And yet Bamco doesn’t put any of their flagship fighters on Switch. I feel like that’s money on the table. Hey Bamco, port TTT2 and Soul Calibur II HD to start. Low hanging fruit.
I have never really cared for the Mortal Kombat series. Back in the day, I was more of a Street Fighter/Killer Instinct/NeoGeo fighters fan.
But I probably dislike Tekken even more. When it comes to 3D fighters, I prefer Soulcalibur (Dreamcast) and Virtua Fighter 4 (PS2).
Smash is awesome though! I started playing Smash with Mele, and have bought every game since. I'm not very good, but I like it anyways.
So, the article needs a correction, because it reads as if the WiiU version sold 9.6 million, when it was the 3DS version. Still, though, almost 50% attach rate for Smash Bros on Wii U is insane.
Why are there numbers for Street Fighter and not for Soul Calibur which is unfortunately missing on Nintendo these days
Street Fighter will always be my main jam. I have tried Smash so many times, but for reason eloquently described above about it being analogue, I have never liked Smash's feel. The physics and feel have always bounced me.
Smash has the least number of iterations compared to those entries though.
@TedGundy It's not, so don't worry about it.
@TKundNobody Soul Calibur took a nosedive after SC1+2, anyway.

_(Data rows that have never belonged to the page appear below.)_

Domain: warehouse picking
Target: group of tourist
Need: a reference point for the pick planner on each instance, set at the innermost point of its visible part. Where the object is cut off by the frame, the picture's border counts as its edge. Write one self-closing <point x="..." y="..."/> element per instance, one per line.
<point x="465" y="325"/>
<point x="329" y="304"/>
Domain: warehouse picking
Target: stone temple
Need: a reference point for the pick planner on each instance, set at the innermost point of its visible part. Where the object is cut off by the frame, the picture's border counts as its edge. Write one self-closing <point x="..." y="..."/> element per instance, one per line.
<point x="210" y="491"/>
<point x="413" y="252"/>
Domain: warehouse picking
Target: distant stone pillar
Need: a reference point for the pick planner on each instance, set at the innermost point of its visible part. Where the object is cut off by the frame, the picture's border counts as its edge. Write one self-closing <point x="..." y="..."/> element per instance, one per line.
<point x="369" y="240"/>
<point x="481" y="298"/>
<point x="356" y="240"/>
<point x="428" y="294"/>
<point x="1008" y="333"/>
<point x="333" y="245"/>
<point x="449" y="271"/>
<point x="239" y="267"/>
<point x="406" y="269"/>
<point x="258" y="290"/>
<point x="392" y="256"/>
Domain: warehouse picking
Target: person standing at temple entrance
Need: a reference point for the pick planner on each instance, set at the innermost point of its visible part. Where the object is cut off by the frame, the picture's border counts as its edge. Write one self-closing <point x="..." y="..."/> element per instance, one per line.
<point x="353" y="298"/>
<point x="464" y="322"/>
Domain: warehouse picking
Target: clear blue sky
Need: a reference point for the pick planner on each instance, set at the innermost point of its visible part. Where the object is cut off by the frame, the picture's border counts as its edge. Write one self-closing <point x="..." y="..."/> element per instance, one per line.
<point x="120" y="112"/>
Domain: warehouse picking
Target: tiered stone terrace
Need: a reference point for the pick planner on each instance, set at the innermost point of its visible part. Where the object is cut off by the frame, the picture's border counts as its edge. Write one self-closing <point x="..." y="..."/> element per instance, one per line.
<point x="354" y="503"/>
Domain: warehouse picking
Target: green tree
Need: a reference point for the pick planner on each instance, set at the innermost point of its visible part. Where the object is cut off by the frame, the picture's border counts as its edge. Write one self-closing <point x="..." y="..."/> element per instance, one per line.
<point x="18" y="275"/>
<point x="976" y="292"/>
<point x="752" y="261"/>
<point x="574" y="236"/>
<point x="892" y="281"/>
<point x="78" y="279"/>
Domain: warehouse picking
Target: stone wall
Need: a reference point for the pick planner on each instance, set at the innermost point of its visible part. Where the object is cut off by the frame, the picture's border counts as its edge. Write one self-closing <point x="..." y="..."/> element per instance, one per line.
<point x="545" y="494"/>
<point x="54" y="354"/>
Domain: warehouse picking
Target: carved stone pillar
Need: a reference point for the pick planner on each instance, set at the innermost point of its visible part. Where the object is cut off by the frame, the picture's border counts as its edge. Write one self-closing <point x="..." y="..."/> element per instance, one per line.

Hasn't been the same, ever since.
Wait, Smash4WiiU outsold Melee?!?
You got the Wii U/3DS numbers flipped.
Even though I already seen this list a while ago, it's still weird to me top see probably the most iconic Fighting Games series (Street Fighter) at the bottom in terms of sales.
Mortal Kombat is my favourite then dead or alive then Tekken
Pretty good considering that the Smash series only has 6 games across 6 platforms. Way less than any of these series.
I would love if they released Tekken Tag from Wii U on Switch.
That game is the best in the series for me.
Release a Deluxe version already, please.
Severely underrated Wii U game.
The character editor was hilarious.
Dressing characters up as Mario, Luigi and Peach was more fun than it should have been.
So Smash Bros. has the highest average per game sales, since there are way more Mortal Kombat games.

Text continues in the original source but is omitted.